Face à un tel imbroglio juridique, il est nécessaire « d'appréhender les Incoterms à l'aune des réglementations douanières existantes, l'un et l'autre volet étant indissociables », note Isabelle Sakowicz (Ubifrance). Et c'est justement pour aider les entreprises à y voir plus clair en la matière qu'Ubifrance a étendu, en début d'année, son service d'assistance hot line aux Incoterms. « Cette nouvelle offre est fondamentale, car trop de PME méconnaissent aujourd'hui ces usages contractuels, indique Isabelle Sakowicz. Or, face à un climat incertain et sécuritaire régnant sur les échanges commerciaux internationaux, elles se doivent de ne plus faire l'impasse sur de tels sujets. » En témoignent les licences d'importation exigées subitement par l'Argentine, début 2012, sur tous les produits entrant sur son territoire. Résultat: des milliers de marchandises bloquées en douane et in fine surcotées. Un pépin qui fut certainement plus dommageable encore pour les PME n'ayant pas sécurisé, en amont, leur transaction...
A SAVOIR
Les principaux Incoterms 2010
- EXW (Ex-Works): pour tout type de transports, adapté aux flux nationaux. Le vendeur doit mettre la marchandise à la disposition de l'acheteur en un lieu convenu, sans la dédouaner, ni la charger.
- FCA (Free carrier): pour tout type de transports. Les marchandises sont dédouanées et chargées chez le vendeur ou chez le transporteur de l'acheteur qui choisit le mode de transport, son prestataire et paie la prestation.
- CPT (Carriage paid to): pour tout type de transports.
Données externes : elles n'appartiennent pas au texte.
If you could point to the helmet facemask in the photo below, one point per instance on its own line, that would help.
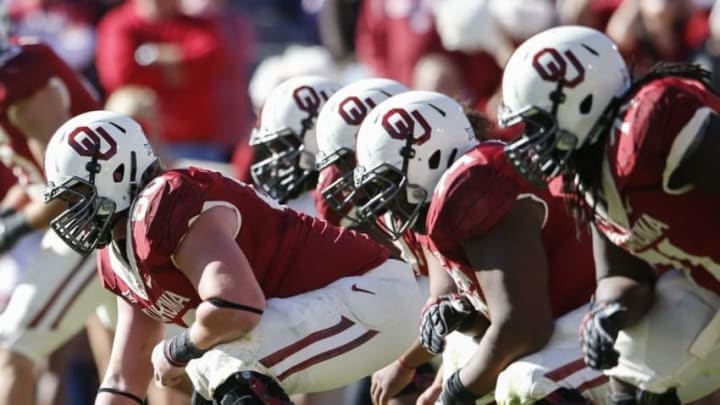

Le vendeur choisit le transporteur, paie le fret pour le transport de la marchandise jusqu'à la destination convenue, les frais de chargement, éventuellement de déchargement et de dédouanement export.
- DAT (Delivered at terminal): pour tout type de transports. Le vendeur assume les risques liés à l'acheminement des marchandises et au déchargement au terminal maritime, fluvial, aérien, routier ou ferroviaire désigné. Les formalités export sont à sa charge, le dédouanement import et le postacheminement sont payés par l'acheteur.
- DDP (Delivered duty paid): pour tout type de transports. Toutes les obligations, en dehors du déchargement, incombent au vendeur.
- FOB (Delivered duty paid): uniquement pour les transports fluviaux et maritimes. Le vendeur est responsable de la marchandise jusqu'à ce qu'elle soit sur le navire. Les responsabilités des deux parties sont relativement équitables.
CE QU'IL FAUT RETENIR
- Usages du droit international, les Incoterms garantissent en cas de pépin logistique, un partage des risques et des frais entre vous et votre partenaire commercial.
- Appliqués partout dans le monde, les Incoterms tirent leur caractère coercitif du contrat de vente auquel ils sont assortis.
- Au nombre de 11, les Incoterms, sont, selon les cas, plus ou moins favorables à l'acheteur ou au vendeur.